| Hace
30 anos, los nueve meses de embarazo eran en absoluto
un enigma para las madres ecuatorianas, la ansiosa
espera estaba llena de preguntas, que iban desde
el sexo del bebe hasta la posibilidad de que pudiera
tener algún problema.
Hoy
gracias a los avances tecnológicos, gran
parte de esas inquietudes son resueltas antes
del nacimiento, ya que la ecografía permite
comprobar la normalidad estructural del futuro
bebe y descartar posibles patologías, lo
que tranquiliza enormemente a los padres.
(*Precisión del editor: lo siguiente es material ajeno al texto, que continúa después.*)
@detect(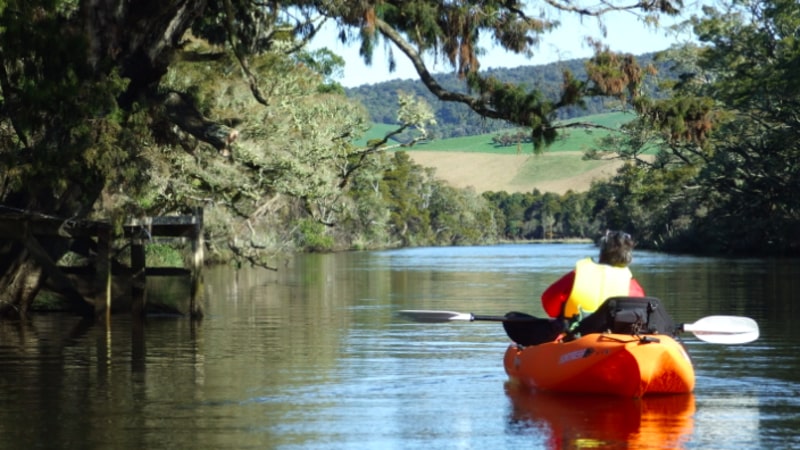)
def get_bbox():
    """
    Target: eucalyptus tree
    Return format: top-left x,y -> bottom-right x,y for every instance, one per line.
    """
595,0 -> 800,254
0,0 -> 682,314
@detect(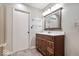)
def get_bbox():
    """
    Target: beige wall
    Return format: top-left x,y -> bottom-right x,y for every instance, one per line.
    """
0,4 -> 4,45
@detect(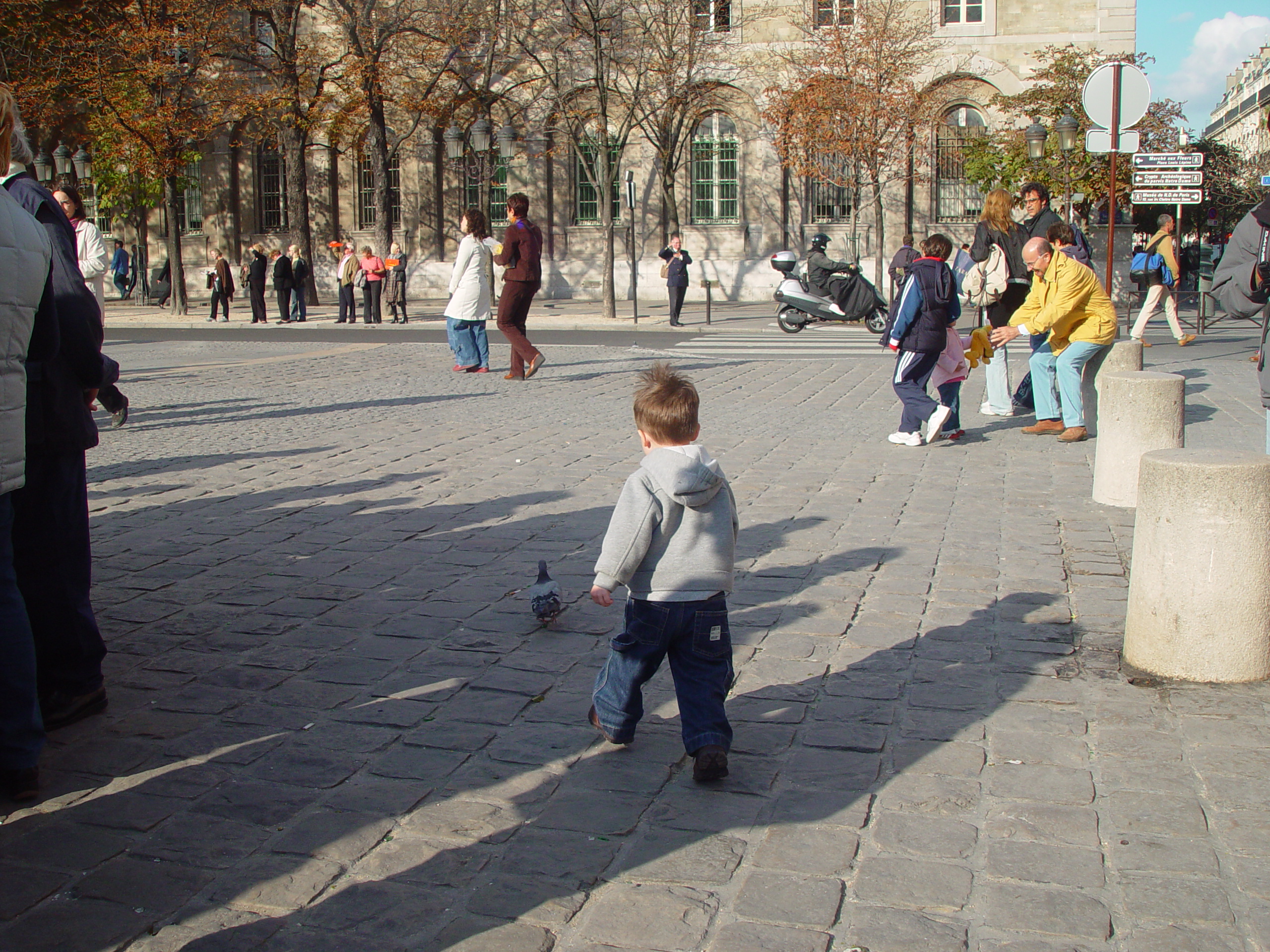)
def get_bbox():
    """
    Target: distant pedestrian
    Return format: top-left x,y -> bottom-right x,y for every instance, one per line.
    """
446,208 -> 494,373
887,234 -> 961,447
54,185 -> 111,319
992,238 -> 1116,443
207,247 -> 234,324
248,242 -> 269,324
657,231 -> 692,327
111,238 -> 128,301
1129,215 -> 1195,347
494,192 -> 546,381
269,250 -> 293,324
335,241 -> 359,324
970,188 -> 1031,416
588,363 -> 738,782
383,241 -> 410,324
358,245 -> 387,324
287,245 -> 311,324
887,235 -> 921,297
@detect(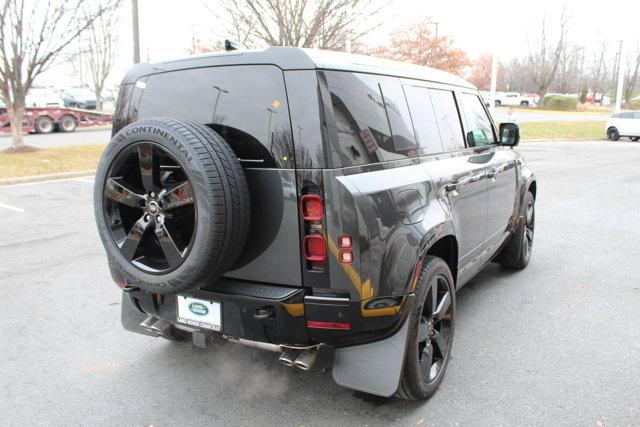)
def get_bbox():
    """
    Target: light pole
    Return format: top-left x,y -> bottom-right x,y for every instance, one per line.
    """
615,40 -> 624,113
576,46 -> 584,101
131,0 -> 140,64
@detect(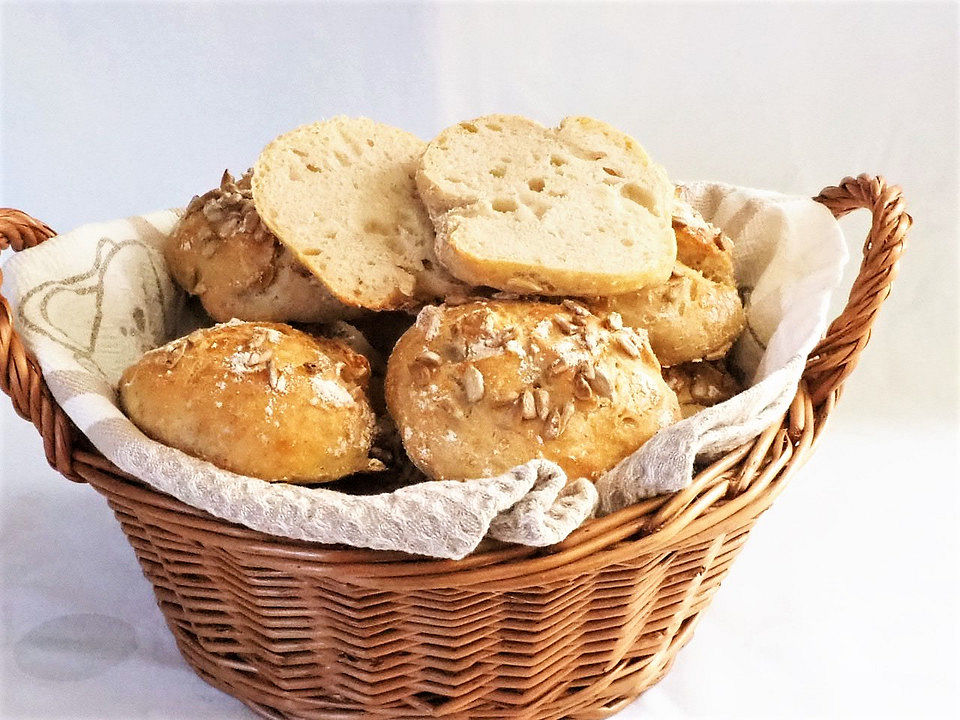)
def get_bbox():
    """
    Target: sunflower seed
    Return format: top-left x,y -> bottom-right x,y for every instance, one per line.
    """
543,410 -> 560,440
533,388 -> 550,420
520,389 -> 537,420
267,358 -> 280,390
164,342 -> 187,370
241,208 -> 260,234
201,202 -> 224,224
577,361 -> 596,380
559,400 -> 577,435
561,299 -> 593,317
590,368 -> 613,397
417,350 -> 442,367
463,365 -> 483,403
573,374 -> 593,400
616,333 -> 640,358
550,357 -> 570,375
553,315 -> 577,335
543,401 -> 575,440
604,312 -> 623,330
Por
otro lado, en caso de detectar riesgos de desarrollar
ciertas enfermedades, esta técnica permite
efectuar un mejor control de la situación
y, si es necesario, ofrecer un tratamiento oportuno
tanto materno como fetal.
En
el primer trimestre, se puede conocer ya, si existe
riesgo de aborto, si se trata de un embarazo extrauterino
o si estamos ante una gestación múltiple.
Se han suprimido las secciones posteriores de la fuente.